Kindergartners get school of their own

The Fairmount Kindergarten Center's will offer enhanced education for kindergartners

What: Fairmount Kindergarten Center

Where: Mukilteo School District, Washington

The Fairmount Kindergarten Center near Seattle hopes to use innovative design to maximize classroom learning time when it opens in September for the 2017-18 school year.

The new standalone building at the Mukilteo School District will accommodate 550 students.

Challenge: Faced with growing enrollment and a mandate from the state of Washington for full-day kindergarten, district leaders decided to build a kindergarten-only facility.
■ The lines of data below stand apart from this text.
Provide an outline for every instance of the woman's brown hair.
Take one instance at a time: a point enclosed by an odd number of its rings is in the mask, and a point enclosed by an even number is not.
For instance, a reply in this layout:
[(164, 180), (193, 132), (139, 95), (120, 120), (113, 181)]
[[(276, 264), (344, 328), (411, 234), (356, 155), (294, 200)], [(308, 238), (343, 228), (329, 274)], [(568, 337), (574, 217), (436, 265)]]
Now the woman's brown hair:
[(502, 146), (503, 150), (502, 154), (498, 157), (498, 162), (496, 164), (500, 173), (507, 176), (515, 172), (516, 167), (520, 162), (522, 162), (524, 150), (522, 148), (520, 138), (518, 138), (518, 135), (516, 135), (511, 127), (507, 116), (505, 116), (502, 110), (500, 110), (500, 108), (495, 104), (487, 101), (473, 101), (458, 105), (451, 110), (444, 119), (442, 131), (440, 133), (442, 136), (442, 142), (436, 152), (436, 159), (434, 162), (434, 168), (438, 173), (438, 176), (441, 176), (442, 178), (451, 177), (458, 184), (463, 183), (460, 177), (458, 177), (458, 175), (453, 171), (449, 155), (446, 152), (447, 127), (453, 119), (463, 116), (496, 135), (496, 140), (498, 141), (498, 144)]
“Our district is densely populated, and many incoming students are high-poverty, high-mobility, high-ELL, low-preparedness for school” says Debra Fulton, executive director of support services for Mukilteo.

“We thought taking kindergartners and giving them an enhanced program, focusing just on them and school readiness, would be our best option.”

Solution: The 65,000-square-foot district wide kindergarten center will be divided into two two-story sections, creating four mini schools, or “pods.” Each pod will have a set of six classrooms and larger common spaces for special programs and physical activity.

The facility will also have playgrounds that encourage all range of play, accommodating athletic children and those who are physically restricted.

Art, music and other specialized teachers will visit classrooms to minimize time lost when youngsters would have to move through hallways. Lunch will be served in the pods to also reduce the confusion of transitions and maximize learning time.

The center’s floors will be heated to accommodate kindergartners who typically spend a lot of time sliding around or playing there. The entire facility features geothermal heating and cooling systems, and is fully technology-enabled, with Wi-Fi and interactive whiteboards in every classroom.

Each pair of classrooms also has an adjoining office where teachers can plan lessons but stay near their students.

“Trying to satisfy the needs of the adults as well as the children was somewhat of a challenge” says Fulton. “We haven’t had full-day kindergarten before, so everyone’s excited about our kids getting this opportunity.”

Completion date: August 2017

Cost: $24 million

Project team: Architect: DLR Group (Seattle); civil engineering: AHBL (Seattle); landscape architecture: Weisman Design Group (Seattle); food service design: JLR Design Group (Seattle); environmental graphics: Osborne Marsh (Seattle); acoustics: SSA Acoustics (Seattle); surveyor: Harmsen & Associates (Monroe, Wash.); geotechnical engineering: GeoEngineers (Tacoma); commissioning: McKinstry (Seattle); cost estimating: The Robinson Co. (Seattle).